Earlier this week Marc Andreessen was encouraging old media publishers to burn the boats, to just move into digital and leave the printing presses behind. Commentators like Alan Mutter weighed in and said the idea was ill-informed. But the debate isn't going away. Today Erick Schoenfeld of TechCrunch has added his voice, but it's more of an emotional than rational pitch. He asserts that it's necessary for media companies to get on the new wave before it's too late. What he uses as evidence isn't all that meaty. He somehow thinks the $30-billion business will diminish to $20 billion and then to zero and that newspaper companies will wind up without a leg to stand on. The sooner they jump, the better they'll be at the new business. It's easy to understand what he's trying to say: Don't wait too long. It's not easy to understand why he's saying the jump should be made now, when the business isn't done. It's difficult to accept that somehow the business just keeps steadily evaporating. While it seems assured to be smaller, there will be declines and periods of flat or even nominal growth at times along the way. The decision may never be made to simply abandon a print edition; it may never make business sense to do so. We don't know yet. What Mutter and others (I would include myself) have asserted all along is that it's helpful to keep one foot in the camp that is driving revenue as you try to drive change. By all means devote energy and attention to the new platform, but don't throw away an operationally profitable business, community connection and loyal market.

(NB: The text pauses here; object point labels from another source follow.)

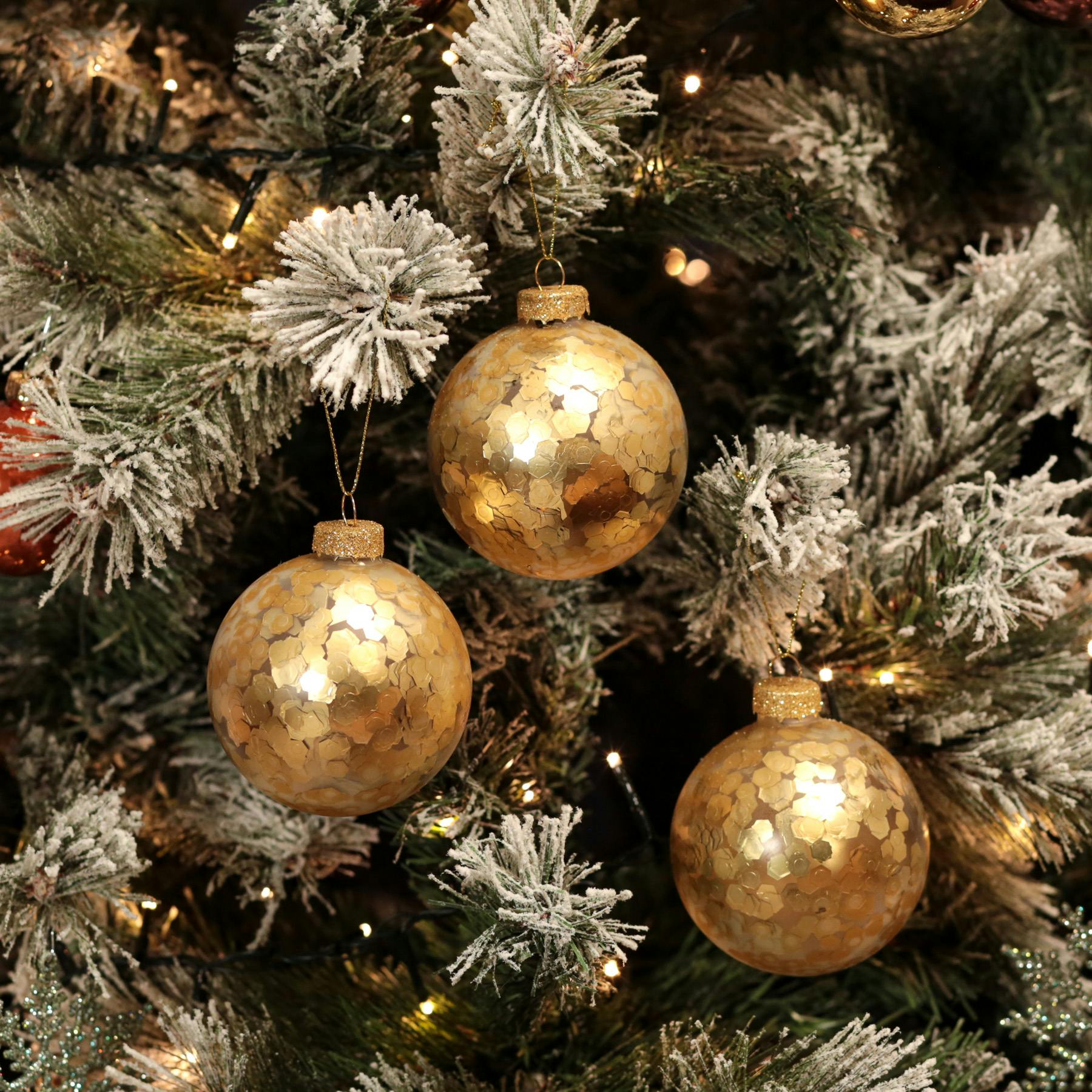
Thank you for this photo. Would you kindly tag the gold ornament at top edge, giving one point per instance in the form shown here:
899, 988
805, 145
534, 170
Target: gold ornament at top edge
553, 304
349, 540
786, 697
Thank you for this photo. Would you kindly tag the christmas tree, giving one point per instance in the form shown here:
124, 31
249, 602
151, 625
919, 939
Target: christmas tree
687, 684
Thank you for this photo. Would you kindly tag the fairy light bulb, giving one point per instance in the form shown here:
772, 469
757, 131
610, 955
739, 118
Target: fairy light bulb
695, 272
674, 261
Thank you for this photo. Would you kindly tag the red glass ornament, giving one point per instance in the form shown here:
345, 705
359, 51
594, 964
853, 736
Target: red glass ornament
19, 557
1068, 13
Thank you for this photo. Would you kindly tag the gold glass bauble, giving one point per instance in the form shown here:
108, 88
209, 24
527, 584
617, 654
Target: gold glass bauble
340, 684
920, 20
557, 446
800, 846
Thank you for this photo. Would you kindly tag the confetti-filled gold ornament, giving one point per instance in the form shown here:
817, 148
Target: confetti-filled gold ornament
920, 20
800, 846
557, 446
340, 682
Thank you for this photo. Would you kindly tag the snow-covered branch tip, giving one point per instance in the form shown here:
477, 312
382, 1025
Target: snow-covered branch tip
330, 71
525, 888
210, 1050
994, 555
369, 289
559, 96
858, 1059
764, 527
80, 852
223, 823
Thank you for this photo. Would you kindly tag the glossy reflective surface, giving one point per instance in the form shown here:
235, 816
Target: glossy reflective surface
557, 451
912, 20
800, 846
339, 687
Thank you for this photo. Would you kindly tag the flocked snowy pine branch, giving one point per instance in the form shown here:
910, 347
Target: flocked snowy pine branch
204, 1050
128, 469
838, 136
561, 98
961, 366
763, 525
327, 72
858, 1059
534, 903
1023, 784
79, 857
993, 556
480, 192
367, 298
224, 824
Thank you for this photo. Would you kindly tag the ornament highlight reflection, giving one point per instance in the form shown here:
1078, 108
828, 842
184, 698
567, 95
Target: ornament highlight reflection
559, 450
921, 20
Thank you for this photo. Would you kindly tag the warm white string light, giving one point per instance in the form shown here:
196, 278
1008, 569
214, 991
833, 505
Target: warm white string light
674, 261
696, 271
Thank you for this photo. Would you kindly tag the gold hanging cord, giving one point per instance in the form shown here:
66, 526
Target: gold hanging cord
349, 495
547, 252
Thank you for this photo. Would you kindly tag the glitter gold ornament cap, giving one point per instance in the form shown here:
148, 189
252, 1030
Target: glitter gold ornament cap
786, 698
553, 304
352, 540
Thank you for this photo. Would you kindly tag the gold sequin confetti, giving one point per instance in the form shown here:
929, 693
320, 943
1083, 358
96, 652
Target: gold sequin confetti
800, 846
339, 687
557, 451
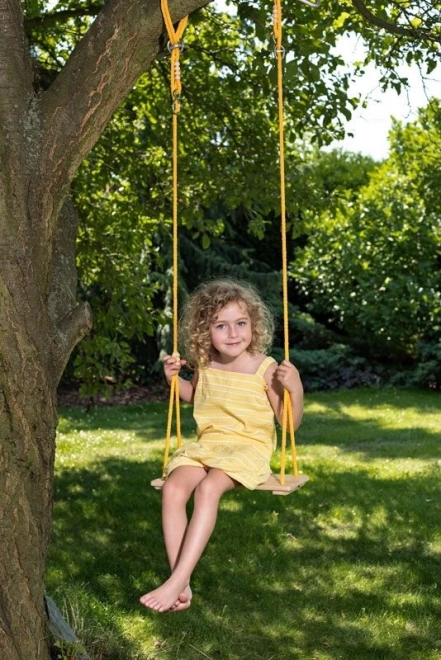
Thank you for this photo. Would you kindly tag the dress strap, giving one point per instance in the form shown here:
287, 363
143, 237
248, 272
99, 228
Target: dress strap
264, 365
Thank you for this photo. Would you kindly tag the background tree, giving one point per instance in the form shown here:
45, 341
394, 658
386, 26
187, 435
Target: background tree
371, 268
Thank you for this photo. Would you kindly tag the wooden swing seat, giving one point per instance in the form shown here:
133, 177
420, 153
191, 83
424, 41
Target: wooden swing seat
273, 484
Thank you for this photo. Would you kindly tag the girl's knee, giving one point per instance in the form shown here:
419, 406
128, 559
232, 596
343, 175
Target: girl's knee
206, 491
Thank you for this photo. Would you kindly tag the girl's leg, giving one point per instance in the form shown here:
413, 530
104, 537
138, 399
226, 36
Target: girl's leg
207, 495
176, 492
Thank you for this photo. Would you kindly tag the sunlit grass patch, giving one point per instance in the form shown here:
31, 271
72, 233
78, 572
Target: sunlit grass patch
347, 567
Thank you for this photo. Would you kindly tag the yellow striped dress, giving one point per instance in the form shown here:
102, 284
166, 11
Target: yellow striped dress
235, 426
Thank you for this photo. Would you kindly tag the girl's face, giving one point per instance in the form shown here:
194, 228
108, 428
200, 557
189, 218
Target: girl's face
231, 331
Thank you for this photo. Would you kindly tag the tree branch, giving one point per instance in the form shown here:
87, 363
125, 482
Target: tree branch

Martin Langeveld, the industry veteran and contributor to the Nieman Journalism Lab site, has an extensive post on how publishers can best embrace the imminent iPad from Apple. He argues that mobile technology is going to be ubiquitous and that publishers ought to array their resources around several approaches. Apart from some obvious directives --- array resources, create content and embrace the iPad --- Langeveld suggests publishers work with Apple to enable advertising personalization. He also believes new relationships with marketers need to be created to facilitate transactions.